Manage third-party authentication files

更新时间:
复制 MD 格式

The data synchronization feature of DataWorks supports third-party authentication mechanisms. You must upload authentication files to the Authentication File Management page in DataWorks and enable the third-party authentication feature when you configure a data source. This ensures that only trusted applications and services can access your data resources. This topic describes how to upload and reference authentication files.

Background information

Third-party authentication provides strong identity verification for users and services. This practice prevents untrusted applications or services from accessing data and enhances data security during data synchronization. DataWorks provides the Authentication File Management page to centrally manage your authentication files. From this page, you can upload files and view their references.

Limits

Currently, only Kerberos authentication is supported. For more information, see Appendix: Configure Kerberos authentication.

Notes

Certificates have their own validity periods. Note the expiration date of any certificate you upload. If a certificate expires, the corresponding data synchronization tasks fail due to authorization errors. To prevent such failures, you must promptly replace the certificate with a new, valid one.

Upload an authentication file

Before you use the authentication feature, you must prepare the required authentication files and upload them to the Authentication File Management page.

    1. Log on to the DataWorks console. In the target region, click More > Management Center in the left-side navigation pane. Select a workspace from the drop-down list and click Go to Management Center.

    2. On the Workspace Management page, click Data Sources in the left-side navigation pane to open the data source page.

  1. Click the Authentication Files tab.

  2. In the upper-right corner of the page, click Upload authentication file. In the Upload authentication file dialog box, click Upload File, select the file you want to upload, enter a Description, and then click Determine.

Reference an authentication file

To use a third-party authentication feature, you must enable a special authentication method, configure the related parameters, and reference the required authentication files on the data source configuration page. Currently, DataWorks supports only Kerberos authentication. For more information, see Appendix: Configure Kerberos authentication.

The following section uses an HDFS data source as an example to describe the key parameters for Kerberos authentication. For more information about how to configure a data source, see Configure data sources.

Parameter

Description

Special authentication method

Set Special authentication method to Kerberos Authentication.

keytab file

Specifies the .keytab file registered in the Kerberos environment. This file stores authentication credentials. To upload a new authentication file, click Add authentication document.

conf file

Specifies the Kerberos configuration file, krb5.conf. To upload a new authentication file, click Add authentication document.

principal

Specifies the Kerberos principal from the keytab file. A principal is a unique identity for a user or service and has a unique name and an associated encryption key.

  • User principal format: username@REALM.

  • Service principal format: service/hostname@REALM

Other operations

On the Authentication Files page, you can also perform operations on authentication files, such as Batch Delete, Re-Upload, and View references.

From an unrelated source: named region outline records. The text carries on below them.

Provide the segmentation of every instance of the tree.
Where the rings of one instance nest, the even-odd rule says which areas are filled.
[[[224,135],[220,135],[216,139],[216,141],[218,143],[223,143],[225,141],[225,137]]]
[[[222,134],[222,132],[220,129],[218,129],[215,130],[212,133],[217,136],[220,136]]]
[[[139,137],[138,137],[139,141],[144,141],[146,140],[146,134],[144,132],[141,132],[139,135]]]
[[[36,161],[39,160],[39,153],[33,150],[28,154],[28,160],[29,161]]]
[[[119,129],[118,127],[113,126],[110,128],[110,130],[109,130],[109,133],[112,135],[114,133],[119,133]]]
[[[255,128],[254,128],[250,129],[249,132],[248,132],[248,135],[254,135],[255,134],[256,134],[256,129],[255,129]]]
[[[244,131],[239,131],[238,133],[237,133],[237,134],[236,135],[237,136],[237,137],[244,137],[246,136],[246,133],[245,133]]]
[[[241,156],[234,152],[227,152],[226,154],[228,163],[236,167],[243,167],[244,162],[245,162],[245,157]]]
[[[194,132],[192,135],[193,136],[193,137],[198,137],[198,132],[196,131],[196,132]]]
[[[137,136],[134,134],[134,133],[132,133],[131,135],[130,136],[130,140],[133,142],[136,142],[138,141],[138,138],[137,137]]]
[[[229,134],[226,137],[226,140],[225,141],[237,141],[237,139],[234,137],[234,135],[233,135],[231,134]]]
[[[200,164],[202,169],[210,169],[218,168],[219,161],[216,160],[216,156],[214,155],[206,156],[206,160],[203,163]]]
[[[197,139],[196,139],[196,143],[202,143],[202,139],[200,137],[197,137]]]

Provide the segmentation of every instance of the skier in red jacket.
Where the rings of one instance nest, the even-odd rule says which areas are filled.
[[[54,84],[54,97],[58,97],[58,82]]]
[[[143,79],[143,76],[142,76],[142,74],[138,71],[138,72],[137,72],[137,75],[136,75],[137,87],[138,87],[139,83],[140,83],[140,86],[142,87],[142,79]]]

Appendix: Configure Kerberos authentication

The data synchronization feature of DataWorks currently supports only Kerberos authentication. After you configure Kerberos authentication, only trusted and authenticated applications and services can access data.

The Kerberos protocol is primarily used for authentication on computer networks. Its key feature is single sign-on (SSO). With SSO, a user authenticates once to obtain a Ticket-Granting Ticket (TGT). The user can then use this ticket to access multiple services. Kerberos establishes a shared key between each client and service. Services use the key to communicate to prevent untrusted services or applications from accessing data resources. This design makes the protocol highly secure.

Limits

  • Kerberos authentication is supported only for CDH 6.X clusters. Authentication may fail for other versions or for untested self-managed clusters.

  • Kerberos authentication is supported only for HBase, HDFS, and Hive data sources.

  • Kerberos authentication is supported only on an exclusive resource group for Data Integration or a Serverless resource group.

How Kerberos authentication works

Kerberos is a third-party authentication protocol based on symmetric keys. Both clients and servers rely on the Key Distribution Center (KDC) to perform identity authentication. For more information about Kerberos, see Overview.原理图

As shown in the preceding figure, Kerberos authentication in DataWorks consists of the following four stages:

  1. The client requests a TGT: When a client user (principal) accesses a Kerberos-enabled data source, the client requests a Ticket-Granting Ticket (TGT) from the KDC. This TGT serves as proof of identity for requesting specific services from the KDC.

  2. The KDC issues a TGT: After the KDC receives the request, it authenticates the client. If authentication is successful, the KDC issues an encrypted TGT with a specific validity period to the client.

  3. The client requests server access: After the client obtains the TGT, it requests access to specific service resources from the server based on the name of the requested service.

  4. The server authenticates the client: After the server receives the request, it authenticates the client. If authentication succeeds, the server grants the client access to the service resources.

The Kerberos authentication process uses a keytab file and a krb5.conf file. The krb5.conf file stores the KDC server configuration, and the keytab file stores the authentication credentials of resource principals, including principals and encrypted principal keys. Before you use Kerberos authentication, you must upload these two files to the Authentication File Management page, and then reference and configure them on the data source configuration page. For more information about how to upload authentication files, see Upload an authentication file.

Supported data sources

The following table lists the data source types that support Kerberos authentication and provides links to their configuration guides.

Data source type

Guide

HBase

Configure an HBase data source

HDFS

Configure an HDFS data source

Hive

Configure a Hive data source